Comparison of the Effectiveness of Preurodynamic Single Dose of Levofloxacin With Posturodynamic Levofloxacin for Three Days on the Incidence of Urinary Tract Infections

Clinical Trial Details — Status: Completed

Administrative data

• NCT number: NCT05219877
• Other study ID #: 341/UN2.F1/ETIK/PPM.00.02/2021
• Status: Completed
• Phase: Phase 1/Phase 2
• Start date: February 4, 2022
• Est. completion date: April 13, 2022

Study information

• Verified date: February 2023
• Source: Indonesia University
• Contact: n/a
• Is FDA regulated: No
• Study type: Interventional

Clinical Trial Summary

This study aims to compare the effectiveness of preoperative single dose of levofloxacin with postoperative levofloxacin for three days on the incidence of urinary tract infections (UTI) after urodynamic examination.

Description:

This study aims to compare the effectiveness of preoperative single dose of levofloxacin with postoperative levofloxacin for three days on the incidence of urinary tract infections (UTI) after urodynamic examination. This study uses a randomized single-blind trial design to compare the proportion of posturodynamic UTI in the group receiving preurodynamic single-dose levofloxacin with the group receiving three days - once daily of Levofloxacin posturodynamic. The target population is patients who undergo urodynamic examination at the RSUPN dr. Cipto Mangunkusumo, Siloam ASRI Hospital, and Persahabatan Hospital during the given time.

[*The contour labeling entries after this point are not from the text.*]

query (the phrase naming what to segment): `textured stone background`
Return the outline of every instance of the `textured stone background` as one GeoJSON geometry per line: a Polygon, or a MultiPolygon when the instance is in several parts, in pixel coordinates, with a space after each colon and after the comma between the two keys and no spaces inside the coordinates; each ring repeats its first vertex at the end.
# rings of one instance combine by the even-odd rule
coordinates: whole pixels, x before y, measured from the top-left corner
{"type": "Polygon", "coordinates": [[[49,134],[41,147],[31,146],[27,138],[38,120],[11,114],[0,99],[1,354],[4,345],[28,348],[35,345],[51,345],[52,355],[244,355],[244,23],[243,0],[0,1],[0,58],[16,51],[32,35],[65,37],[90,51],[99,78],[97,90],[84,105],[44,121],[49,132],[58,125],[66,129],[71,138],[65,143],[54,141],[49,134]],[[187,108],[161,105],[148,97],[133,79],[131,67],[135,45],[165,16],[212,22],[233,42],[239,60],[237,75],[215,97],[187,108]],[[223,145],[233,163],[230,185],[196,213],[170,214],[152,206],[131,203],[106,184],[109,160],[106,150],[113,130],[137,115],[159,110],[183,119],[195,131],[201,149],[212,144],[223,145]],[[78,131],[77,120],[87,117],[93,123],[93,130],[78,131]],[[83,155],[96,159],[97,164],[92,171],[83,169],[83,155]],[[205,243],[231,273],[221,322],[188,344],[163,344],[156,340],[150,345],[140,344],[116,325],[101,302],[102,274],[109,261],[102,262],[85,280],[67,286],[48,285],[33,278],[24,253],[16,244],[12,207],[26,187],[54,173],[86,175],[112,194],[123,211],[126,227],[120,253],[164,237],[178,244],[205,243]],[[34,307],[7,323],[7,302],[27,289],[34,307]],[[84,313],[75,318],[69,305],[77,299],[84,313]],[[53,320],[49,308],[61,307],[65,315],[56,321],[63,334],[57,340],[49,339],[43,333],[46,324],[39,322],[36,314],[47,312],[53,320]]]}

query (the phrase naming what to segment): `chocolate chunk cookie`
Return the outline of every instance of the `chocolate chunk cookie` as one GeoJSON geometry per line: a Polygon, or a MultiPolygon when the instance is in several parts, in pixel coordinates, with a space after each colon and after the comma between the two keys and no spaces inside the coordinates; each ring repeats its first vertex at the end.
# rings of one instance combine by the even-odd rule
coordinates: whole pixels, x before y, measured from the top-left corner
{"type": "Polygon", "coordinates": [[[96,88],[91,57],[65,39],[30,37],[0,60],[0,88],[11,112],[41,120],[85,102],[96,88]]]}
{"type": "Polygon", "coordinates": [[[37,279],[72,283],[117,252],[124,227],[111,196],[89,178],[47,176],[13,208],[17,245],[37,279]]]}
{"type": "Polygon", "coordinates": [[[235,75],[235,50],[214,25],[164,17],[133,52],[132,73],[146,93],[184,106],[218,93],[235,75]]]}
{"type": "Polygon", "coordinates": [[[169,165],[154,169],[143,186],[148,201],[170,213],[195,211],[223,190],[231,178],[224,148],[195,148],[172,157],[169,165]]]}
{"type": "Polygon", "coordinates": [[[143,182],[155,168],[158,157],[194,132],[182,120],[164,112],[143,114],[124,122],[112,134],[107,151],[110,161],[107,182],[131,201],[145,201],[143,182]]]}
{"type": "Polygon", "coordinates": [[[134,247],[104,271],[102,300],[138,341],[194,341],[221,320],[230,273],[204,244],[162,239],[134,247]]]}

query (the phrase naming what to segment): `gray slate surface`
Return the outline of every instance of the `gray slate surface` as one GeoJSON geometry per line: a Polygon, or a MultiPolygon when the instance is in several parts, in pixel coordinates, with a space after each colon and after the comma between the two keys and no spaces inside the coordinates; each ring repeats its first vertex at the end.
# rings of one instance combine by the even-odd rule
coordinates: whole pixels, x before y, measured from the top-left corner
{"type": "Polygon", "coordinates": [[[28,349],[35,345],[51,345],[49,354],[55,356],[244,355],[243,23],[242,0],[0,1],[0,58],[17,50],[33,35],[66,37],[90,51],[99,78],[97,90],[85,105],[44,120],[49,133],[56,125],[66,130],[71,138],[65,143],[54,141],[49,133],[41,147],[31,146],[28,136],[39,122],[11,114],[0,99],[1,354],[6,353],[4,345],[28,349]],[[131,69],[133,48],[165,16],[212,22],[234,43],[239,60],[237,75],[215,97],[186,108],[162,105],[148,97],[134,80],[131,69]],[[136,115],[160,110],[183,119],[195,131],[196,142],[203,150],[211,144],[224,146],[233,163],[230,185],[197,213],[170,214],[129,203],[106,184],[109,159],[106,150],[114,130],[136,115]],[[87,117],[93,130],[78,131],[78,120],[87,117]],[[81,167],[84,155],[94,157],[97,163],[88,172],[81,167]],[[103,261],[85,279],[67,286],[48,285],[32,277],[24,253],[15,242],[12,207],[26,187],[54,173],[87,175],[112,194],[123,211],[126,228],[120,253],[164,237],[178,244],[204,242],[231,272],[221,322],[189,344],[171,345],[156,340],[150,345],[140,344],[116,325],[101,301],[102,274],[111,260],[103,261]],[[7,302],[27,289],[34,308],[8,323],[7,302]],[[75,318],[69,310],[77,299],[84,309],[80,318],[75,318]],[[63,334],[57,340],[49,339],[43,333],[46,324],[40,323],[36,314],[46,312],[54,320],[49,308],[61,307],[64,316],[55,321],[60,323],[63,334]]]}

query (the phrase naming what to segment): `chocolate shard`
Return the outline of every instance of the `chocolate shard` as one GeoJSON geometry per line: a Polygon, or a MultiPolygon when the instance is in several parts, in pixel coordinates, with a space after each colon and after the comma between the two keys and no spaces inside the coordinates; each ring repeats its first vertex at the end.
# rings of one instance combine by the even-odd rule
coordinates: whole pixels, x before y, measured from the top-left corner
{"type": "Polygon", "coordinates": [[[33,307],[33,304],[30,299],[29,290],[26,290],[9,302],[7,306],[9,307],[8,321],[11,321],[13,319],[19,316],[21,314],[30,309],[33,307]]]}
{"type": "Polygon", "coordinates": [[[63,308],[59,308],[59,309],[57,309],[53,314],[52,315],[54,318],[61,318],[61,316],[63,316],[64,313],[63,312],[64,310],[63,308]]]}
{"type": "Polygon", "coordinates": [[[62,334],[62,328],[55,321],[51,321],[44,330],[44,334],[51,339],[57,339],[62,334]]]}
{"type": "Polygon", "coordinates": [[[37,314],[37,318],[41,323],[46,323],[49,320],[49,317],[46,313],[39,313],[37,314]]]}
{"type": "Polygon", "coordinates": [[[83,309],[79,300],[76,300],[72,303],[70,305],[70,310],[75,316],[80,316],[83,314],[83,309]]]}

of the study. The total sample size in this study was determined based on a two-proportion analytical sample calculation formula with type 1 error of 5% and type 2 error of 80%. On the fourth posturodynamic day, urinalysis and urine culture were performed to determine the diagnosis of UTI. To analyze the association between UTI and the treatment group, the chi-square test was used. Results were considered statistically significant if p < 0.05.

The expected results are data on the comparison of the incidence of UTI after urodynamic examination in the group given a single dose of levofloxacin and levofloxacin for three days post-examination.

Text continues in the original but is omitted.